Sudamerica, Africa, Europa

Ma ci sono anche il Complejo Cultural Machu Picchu in Perù, letteralmente incastrato tra piccoli palazzotti a loro volta incastonati tra le altissime vette di quel territorio; il campo della Medina a Chefchaouen in Marocco, un’area brulla con vista sulla meravigliosa città vecchia; il Siaka Stevens National Stadium di Freetown in Sierra Leone, Africa, dove alcuni coraggiosi hanno ricavato tra centinaia di abitazioni una piccola zona libera tracciando le linee di un campo più simile a un quadrato irregolare che a un rettangolo.

In Croazia c’è uno stadio con una tribuna e una mezza curva, perché il resto è formato solo da roccia e più giù, a qualche decina di metri, c’è il lago Blu alla fine dello strapiombo; alle isole Faroe ecco il campo A Molini, il più settentrionale, costruito nel 2014, chiuso su un lato dal burrascoso mare del Nord, su un altro da una laguna e sul resto dal roccia e licheni.

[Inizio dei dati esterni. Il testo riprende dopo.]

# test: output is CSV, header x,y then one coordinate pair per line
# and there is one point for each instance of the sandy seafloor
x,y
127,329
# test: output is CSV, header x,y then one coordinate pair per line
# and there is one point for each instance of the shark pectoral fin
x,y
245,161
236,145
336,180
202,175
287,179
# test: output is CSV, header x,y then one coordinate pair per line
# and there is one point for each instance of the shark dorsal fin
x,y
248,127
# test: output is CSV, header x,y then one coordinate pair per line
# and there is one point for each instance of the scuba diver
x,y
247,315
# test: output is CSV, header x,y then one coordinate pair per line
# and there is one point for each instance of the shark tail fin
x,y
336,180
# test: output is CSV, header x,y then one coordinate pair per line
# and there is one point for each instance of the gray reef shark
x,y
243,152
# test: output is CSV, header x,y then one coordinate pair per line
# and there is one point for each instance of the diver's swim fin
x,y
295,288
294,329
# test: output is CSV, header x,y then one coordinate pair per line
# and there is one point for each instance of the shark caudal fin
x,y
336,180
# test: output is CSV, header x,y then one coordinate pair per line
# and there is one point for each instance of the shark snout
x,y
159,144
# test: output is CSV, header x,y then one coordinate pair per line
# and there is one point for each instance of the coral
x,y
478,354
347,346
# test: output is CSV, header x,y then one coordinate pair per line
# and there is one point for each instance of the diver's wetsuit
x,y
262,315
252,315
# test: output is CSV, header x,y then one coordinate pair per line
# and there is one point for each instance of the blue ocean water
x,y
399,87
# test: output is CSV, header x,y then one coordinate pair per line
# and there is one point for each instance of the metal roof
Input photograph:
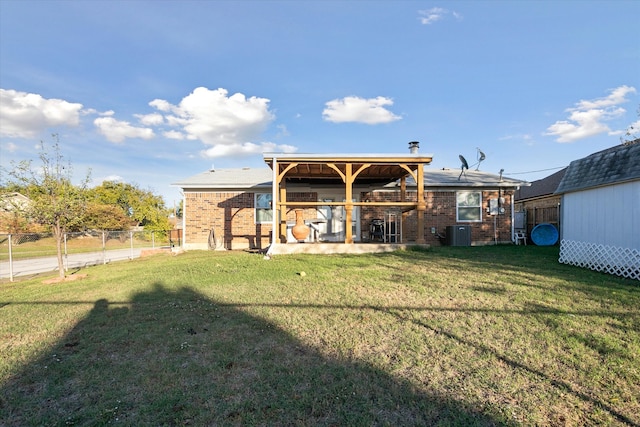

Il campo è abbandonato dal 2007, vi giocava l’EB/Streymur; esiste l’incredibile Henningsvaer Stadion delle Isole Lofoten in Norvegia, all’estrema propaggine di questo arcipelago oltre il circolo polare artico meta turistica tra le più frequentate; e il Meshchersky Park di Mosca totalmente immerso tra gli alberi alla periferia della metropoli.

Ne esistono molti, molti altri. Ma elencarli tutti sarebbe impossibile. Come far comprendere l’enorme passione planetaria per questo sport.